Akad merupakan suatu kesepakatan yang mengikat kedua belah pihak yang saling bersepakat, yakni masing-masing pihak terikat untuk melaksanakan kewajiban mereka masing-masing yang telah disepakati terlebih dahulu[3]. Dalam akad, terms and condition-nya sudah ditetapkan secara rinci dan spesifik (sudah well-defined). Bila salah satu atau kedua pihak yang terikat dalam kontrak itu tidak dapat memenuhi kewajibannya, maka ia/mereka menerima sanksi seperti yang sudah disepakati dalam akad.
Dalam bank syariah, akad yang yang dilakukan memiliki konsekwensi duniawi dan ukhrowi, karena akad yang dilakukan berdasarkan hukum islam. Sehingga kesepakatan dapat diminimalisir. Selain itu akad dalam perbankan syariah baik dalam hal barang, pelaku transaksi, maupun ketentuan lainnya harus memenuhi ketentuan akad, seperti hal-hal berikut[4]
1.    Rukun, seperti penjual, pembeli, barang, harga dan ijab qabul.
2.    Syarat, seperti:
a.    Barang dan jasa harus halal.
b.    Harga barang dan jasa harus jelas
c.    Tempat penyerahan harus jelas.
d.   Barang yang ditransaksikan harus sepenuhnya dalam kepemilikan.

C.  Struktur Organisasi
Salah satu perbedaan yang mendasar dalam struktur organisasi bank konvensional dan bank syariah adalah kewajiban memposisikan Dewan Pengawas Syariah (DPS) pada perbankan syariah. Demikian juga halnya di Indonesia, sedangkan di bank konvensional tidak ada aturan yang demikian. Dewan pengawas syariah merupakan satu dewan pakar ekonomi dan ulama yang menguasai bidang fiqh mu’amalah (Islamic commercial jurisprudence) yang berdiri sendiri dan bertugas mengamati dan mengawasi operasional bank dan semua produk-produknya agar sesuai dengan ketentuan-ketentuan syariat Islam. Dewan pengawas syariah (The Shari’a Supervisory Board) mesti melihat secara teliti bagaimana bentuk-bentuk perikatan / akad (agrements, appointment and engagement) yang dilaksanakan oleh institusi keuangan syariah. Dewan ini ditempatkan sejajar dengan dewan komisaris pada setiap bank. Hal ini untuk menjamin efektifitas dari setiap opini yang diberikan oleh Dewan Pengawas Syariah.

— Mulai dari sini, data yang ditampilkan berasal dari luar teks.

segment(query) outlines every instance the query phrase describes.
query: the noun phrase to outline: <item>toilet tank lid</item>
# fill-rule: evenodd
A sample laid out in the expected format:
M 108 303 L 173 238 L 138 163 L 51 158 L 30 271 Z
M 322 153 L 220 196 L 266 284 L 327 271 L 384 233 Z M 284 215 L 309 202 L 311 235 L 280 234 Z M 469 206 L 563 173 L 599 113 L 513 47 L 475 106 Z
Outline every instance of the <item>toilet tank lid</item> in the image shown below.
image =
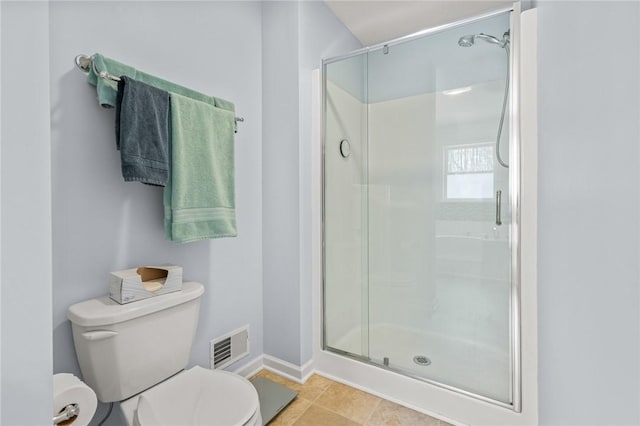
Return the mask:
M 121 305 L 108 296 L 85 300 L 71 305 L 67 318 L 83 327 L 116 324 L 148 315 L 200 297 L 204 287 L 197 282 L 185 282 L 181 291 L 162 294 L 148 299 Z

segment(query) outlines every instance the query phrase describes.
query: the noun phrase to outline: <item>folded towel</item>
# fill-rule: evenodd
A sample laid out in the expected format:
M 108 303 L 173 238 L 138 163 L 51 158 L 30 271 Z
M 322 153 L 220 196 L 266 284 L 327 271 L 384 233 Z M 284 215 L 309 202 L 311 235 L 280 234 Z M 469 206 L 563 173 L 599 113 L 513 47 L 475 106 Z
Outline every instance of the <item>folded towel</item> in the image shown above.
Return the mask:
M 132 79 L 135 79 L 137 81 L 154 86 L 158 89 L 166 90 L 170 93 L 177 93 L 178 95 L 205 102 L 209 105 L 228 111 L 233 112 L 234 110 L 234 105 L 232 102 L 226 101 L 221 98 L 215 98 L 213 96 L 207 96 L 203 93 L 180 86 L 170 81 L 163 80 L 151 74 L 138 71 L 133 67 L 122 64 L 118 61 L 114 61 L 113 59 L 106 58 L 99 53 L 93 55 L 93 61 L 98 72 L 105 71 L 110 75 L 117 77 L 124 75 L 127 77 L 131 77 Z M 98 102 L 100 102 L 100 105 L 102 105 L 103 107 L 115 107 L 118 92 L 118 84 L 116 81 L 106 78 L 100 78 L 100 76 L 96 75 L 96 73 L 94 72 L 93 67 L 89 68 L 87 81 L 90 84 L 96 86 L 96 90 L 98 93 Z M 234 132 L 237 130 L 235 120 L 233 122 L 233 130 Z
M 172 93 L 165 235 L 184 243 L 235 237 L 234 113 Z
M 169 93 L 122 76 L 116 143 L 125 181 L 165 186 L 169 179 Z

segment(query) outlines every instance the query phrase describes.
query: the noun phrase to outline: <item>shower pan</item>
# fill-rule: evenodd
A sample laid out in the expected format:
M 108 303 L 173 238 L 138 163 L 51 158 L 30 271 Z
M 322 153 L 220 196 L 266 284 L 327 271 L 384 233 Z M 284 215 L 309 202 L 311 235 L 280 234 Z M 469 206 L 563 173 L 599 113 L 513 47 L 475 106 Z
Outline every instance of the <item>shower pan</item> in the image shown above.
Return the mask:
M 517 412 L 511 13 L 324 61 L 322 344 Z

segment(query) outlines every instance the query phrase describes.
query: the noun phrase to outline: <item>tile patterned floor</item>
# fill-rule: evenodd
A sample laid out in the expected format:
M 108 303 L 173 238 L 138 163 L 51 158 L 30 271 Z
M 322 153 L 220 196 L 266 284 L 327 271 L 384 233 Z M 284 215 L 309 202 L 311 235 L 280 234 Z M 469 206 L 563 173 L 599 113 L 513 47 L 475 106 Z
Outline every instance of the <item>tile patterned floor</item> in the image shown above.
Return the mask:
M 298 392 L 298 397 L 269 426 L 451 426 L 317 374 L 304 385 L 268 370 L 254 377 L 264 377 Z

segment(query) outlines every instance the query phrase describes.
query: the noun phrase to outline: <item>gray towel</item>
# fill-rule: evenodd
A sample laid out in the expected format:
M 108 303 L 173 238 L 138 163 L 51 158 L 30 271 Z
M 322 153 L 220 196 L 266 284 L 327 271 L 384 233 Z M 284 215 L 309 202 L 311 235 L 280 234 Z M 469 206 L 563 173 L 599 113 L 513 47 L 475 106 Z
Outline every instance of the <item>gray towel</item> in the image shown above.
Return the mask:
M 129 77 L 118 82 L 116 143 L 125 181 L 169 179 L 169 93 Z

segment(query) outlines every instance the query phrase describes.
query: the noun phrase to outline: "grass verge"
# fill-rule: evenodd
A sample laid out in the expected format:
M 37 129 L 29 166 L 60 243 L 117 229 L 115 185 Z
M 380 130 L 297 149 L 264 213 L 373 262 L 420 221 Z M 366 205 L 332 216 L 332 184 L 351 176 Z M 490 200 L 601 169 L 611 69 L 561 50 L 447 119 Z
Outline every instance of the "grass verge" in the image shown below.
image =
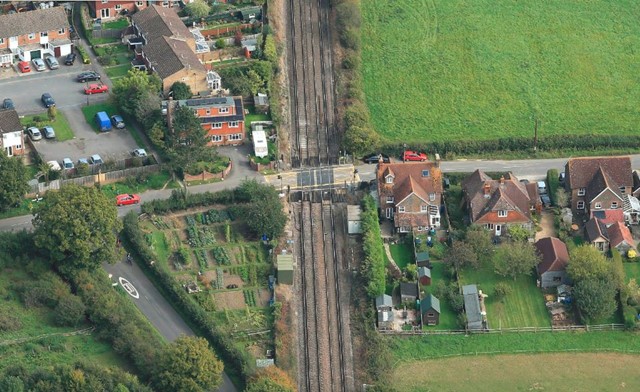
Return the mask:
M 36 123 L 33 120 L 34 117 L 39 117 L 44 121 L 39 121 Z M 54 121 L 50 121 L 47 112 L 43 112 L 39 114 L 24 116 L 20 119 L 20 123 L 25 127 L 36 126 L 38 128 L 41 128 L 45 125 L 51 125 L 53 127 L 53 130 L 56 132 L 56 140 L 59 142 L 71 140 L 74 137 L 71 126 L 69 125 L 69 121 L 67 121 L 67 117 L 65 117 L 64 113 L 62 113 L 60 110 L 57 111 L 56 119 Z
M 98 130 L 98 126 L 94 121 L 94 117 L 98 112 L 107 112 L 107 115 L 111 117 L 114 114 L 118 114 L 119 111 L 115 105 L 108 102 L 102 102 L 94 105 L 83 106 L 82 114 L 84 114 L 84 119 L 87 120 L 87 123 L 91 126 L 91 128 L 96 133 L 100 133 L 100 130 Z

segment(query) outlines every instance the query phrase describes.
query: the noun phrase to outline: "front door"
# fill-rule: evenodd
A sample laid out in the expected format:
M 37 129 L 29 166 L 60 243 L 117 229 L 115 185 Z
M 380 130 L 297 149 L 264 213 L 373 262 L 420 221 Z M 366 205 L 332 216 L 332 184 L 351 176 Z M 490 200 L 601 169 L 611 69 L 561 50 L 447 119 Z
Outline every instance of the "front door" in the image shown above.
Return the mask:
M 502 235 L 502 226 L 496 225 L 496 236 L 500 237 Z
M 100 17 L 101 17 L 101 18 L 109 18 L 109 17 L 111 17 L 111 15 L 110 15 L 110 11 L 111 11 L 111 10 L 110 10 L 109 8 L 103 8 L 103 9 L 101 9 L 101 10 L 100 10 Z
M 13 156 L 13 146 L 5 147 L 4 150 L 7 152 L 7 156 L 10 156 L 10 157 Z
M 393 208 L 387 208 L 387 219 L 391 219 L 393 216 Z

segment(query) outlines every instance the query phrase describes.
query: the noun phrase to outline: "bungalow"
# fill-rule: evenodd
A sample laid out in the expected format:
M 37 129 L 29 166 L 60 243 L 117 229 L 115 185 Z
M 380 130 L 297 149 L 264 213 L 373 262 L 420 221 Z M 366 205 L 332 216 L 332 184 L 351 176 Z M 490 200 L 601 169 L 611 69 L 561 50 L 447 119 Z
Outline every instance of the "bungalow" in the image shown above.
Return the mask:
M 416 264 L 418 265 L 418 267 L 431 268 L 431 261 L 429 259 L 429 252 L 417 252 L 416 253 Z
M 422 325 L 438 325 L 440 322 L 440 300 L 432 294 L 427 295 L 420 302 Z
M 378 313 L 378 328 L 393 328 L 393 300 L 390 295 L 382 294 L 376 297 L 376 312 Z
M 401 282 L 400 283 L 400 301 L 416 302 L 418 300 L 418 283 L 417 282 Z
M 190 0 L 93 0 L 88 1 L 91 11 L 96 18 L 110 19 L 120 15 L 132 14 L 147 8 L 148 4 L 155 4 L 164 8 L 179 7 L 180 3 L 190 3 Z
M 464 298 L 464 313 L 467 316 L 467 329 L 483 329 L 484 316 L 480 309 L 478 286 L 475 284 L 462 286 L 462 296 Z
M 636 246 L 631 231 L 624 223 L 615 222 L 607 225 L 596 217 L 591 218 L 585 225 L 585 237 L 600 252 L 616 249 L 626 254 Z
M 555 237 L 546 237 L 539 239 L 535 247 L 540 255 L 537 266 L 540 287 L 546 289 L 569 283 L 566 271 L 569 263 L 567 245 Z
M 535 183 L 523 184 L 512 173 L 494 180 L 480 169 L 462 181 L 471 223 L 500 236 L 509 226 L 533 227 L 531 211 L 541 208 Z
M 17 58 L 31 61 L 45 55 L 71 53 L 67 13 L 62 7 L 0 15 L 0 66 Z
M 418 267 L 418 282 L 423 286 L 429 286 L 431 284 L 431 269 Z
M 13 109 L 0 110 L 0 140 L 7 156 L 20 156 L 25 153 L 24 132 L 18 113 Z

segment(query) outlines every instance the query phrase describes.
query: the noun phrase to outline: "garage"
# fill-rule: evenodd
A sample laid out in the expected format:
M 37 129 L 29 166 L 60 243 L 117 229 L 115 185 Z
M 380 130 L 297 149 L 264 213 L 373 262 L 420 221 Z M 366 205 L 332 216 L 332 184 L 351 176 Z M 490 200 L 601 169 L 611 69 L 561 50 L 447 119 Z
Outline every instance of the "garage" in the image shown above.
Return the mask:
M 31 56 L 31 60 L 42 58 L 42 52 L 40 51 L 40 49 L 32 50 L 31 52 L 29 52 L 29 55 Z

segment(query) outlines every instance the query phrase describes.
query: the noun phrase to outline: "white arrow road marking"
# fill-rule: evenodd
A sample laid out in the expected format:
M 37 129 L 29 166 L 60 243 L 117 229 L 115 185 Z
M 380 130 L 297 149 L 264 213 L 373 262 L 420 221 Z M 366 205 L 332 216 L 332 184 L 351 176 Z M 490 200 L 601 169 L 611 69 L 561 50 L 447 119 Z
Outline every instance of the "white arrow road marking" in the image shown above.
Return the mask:
M 128 280 L 126 280 L 123 277 L 119 277 L 118 281 L 120 282 L 120 285 L 122 286 L 122 288 L 129 293 L 130 296 L 132 296 L 135 299 L 140 298 L 140 294 L 138 294 L 138 290 L 136 290 L 135 287 L 133 287 L 133 285 L 131 284 L 131 282 L 129 282 Z

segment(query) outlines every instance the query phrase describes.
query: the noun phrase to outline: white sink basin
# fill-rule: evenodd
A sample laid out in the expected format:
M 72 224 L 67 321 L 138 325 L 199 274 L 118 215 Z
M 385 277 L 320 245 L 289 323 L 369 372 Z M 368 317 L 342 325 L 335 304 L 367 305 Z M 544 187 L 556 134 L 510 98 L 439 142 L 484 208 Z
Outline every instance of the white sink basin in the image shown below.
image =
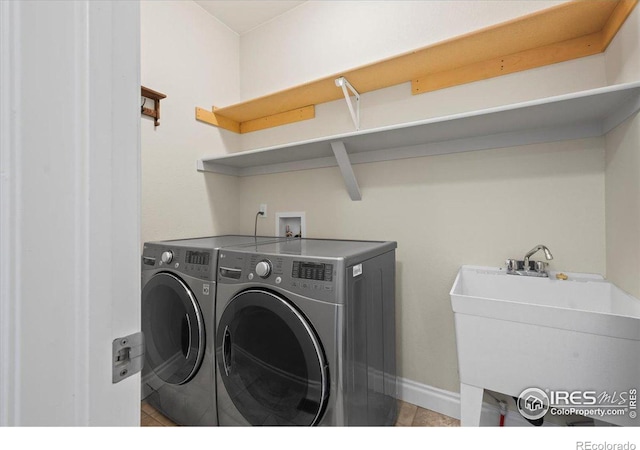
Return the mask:
M 600 275 L 568 280 L 463 266 L 451 290 L 456 313 L 640 340 L 640 301 Z
M 463 425 L 479 421 L 475 413 L 465 421 L 465 393 L 481 398 L 484 388 L 512 396 L 530 387 L 609 394 L 640 388 L 640 301 L 598 275 L 567 275 L 460 269 L 450 294 Z M 597 418 L 640 425 L 629 414 Z

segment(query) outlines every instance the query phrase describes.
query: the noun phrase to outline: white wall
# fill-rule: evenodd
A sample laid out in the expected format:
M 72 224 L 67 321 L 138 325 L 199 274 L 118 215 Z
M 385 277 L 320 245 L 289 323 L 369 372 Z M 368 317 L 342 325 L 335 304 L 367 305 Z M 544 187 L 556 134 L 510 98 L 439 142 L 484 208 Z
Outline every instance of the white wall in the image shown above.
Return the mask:
M 606 52 L 609 84 L 640 80 L 640 11 Z M 640 297 L 640 117 L 606 137 L 607 278 Z
M 458 390 L 448 292 L 462 264 L 499 266 L 538 243 L 552 267 L 604 273 L 602 139 L 354 166 L 352 202 L 337 168 L 243 178 L 240 231 L 259 203 L 305 211 L 309 237 L 398 241 L 400 375 Z
M 308 1 L 242 35 L 242 98 L 286 89 L 560 3 Z
M 141 118 L 142 241 L 235 231 L 238 180 L 196 171 L 235 136 L 195 107 L 240 99 L 238 36 L 190 1 L 141 2 L 141 81 L 162 92 L 160 126 Z
M 414 2 L 395 13 L 396 2 L 342 3 L 309 2 L 243 35 L 243 97 L 548 6 Z M 361 118 L 366 129 L 605 84 L 598 55 L 418 96 L 408 84 L 382 89 L 361 97 Z M 332 102 L 319 105 L 314 120 L 243 135 L 243 148 L 350 130 L 346 105 Z M 273 229 L 278 211 L 305 211 L 309 237 L 398 241 L 399 375 L 457 391 L 448 292 L 459 266 L 499 266 L 545 244 L 553 269 L 604 273 L 604 163 L 604 140 L 587 139 L 362 164 L 354 167 L 361 202 L 349 200 L 338 168 L 242 178 L 239 227 L 251 232 L 259 203 L 267 203 L 260 229 Z

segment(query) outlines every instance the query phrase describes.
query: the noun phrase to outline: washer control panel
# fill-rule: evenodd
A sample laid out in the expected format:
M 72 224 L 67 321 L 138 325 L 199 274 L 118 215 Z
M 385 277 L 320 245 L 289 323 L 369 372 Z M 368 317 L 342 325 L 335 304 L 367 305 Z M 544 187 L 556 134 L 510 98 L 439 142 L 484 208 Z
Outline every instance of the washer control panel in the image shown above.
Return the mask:
M 212 279 L 211 250 L 146 244 L 142 254 L 142 269 L 174 270 L 195 278 Z

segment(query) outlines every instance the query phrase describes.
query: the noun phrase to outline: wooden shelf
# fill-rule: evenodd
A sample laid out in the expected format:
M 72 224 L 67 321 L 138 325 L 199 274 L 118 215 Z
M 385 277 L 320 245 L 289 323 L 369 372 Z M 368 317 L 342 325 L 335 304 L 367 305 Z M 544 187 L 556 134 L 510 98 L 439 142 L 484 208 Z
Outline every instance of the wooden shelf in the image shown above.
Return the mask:
M 153 125 L 157 127 L 160 125 L 160 100 L 167 98 L 167 96 L 144 86 L 140 86 L 140 91 L 142 97 L 150 98 L 154 102 L 153 109 L 145 108 L 143 103 L 140 107 L 140 112 L 145 116 L 153 117 Z
M 412 93 L 420 94 L 601 53 L 636 3 L 564 3 L 246 102 L 196 108 L 196 119 L 247 133 L 313 118 L 315 105 L 343 98 L 335 85 L 341 76 L 360 94 L 409 81 Z
M 203 158 L 198 170 L 250 176 L 340 166 L 358 200 L 351 164 L 602 136 L 638 110 L 640 82 L 634 82 Z

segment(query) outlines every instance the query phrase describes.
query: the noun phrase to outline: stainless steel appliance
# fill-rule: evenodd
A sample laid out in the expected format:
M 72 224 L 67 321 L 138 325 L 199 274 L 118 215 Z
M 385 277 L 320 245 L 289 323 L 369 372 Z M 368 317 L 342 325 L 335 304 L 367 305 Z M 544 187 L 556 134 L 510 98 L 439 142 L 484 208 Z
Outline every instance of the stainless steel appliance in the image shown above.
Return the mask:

Dewan ini sekurang-kurangnya berjumlah tiga orang, dan dibolehkan menunjuk beberapa orang pakar ekonomi untuk membantu tugasnya, namun anggotanya tidak boleh merangkap sebagai director atau komisaris utama (President Commissioner atau significant shareholders) dari institusi keuangan syariah tersebut.2 Pembubaran atau penggantian anggota dewan syariah mesti mendapat rekomendasi directors dan dikehendaki mendapat pengesahan dari pemegang saham (shareholders) dalam Rapat Umum Pemegang Saham (RUPS) atau general meeting.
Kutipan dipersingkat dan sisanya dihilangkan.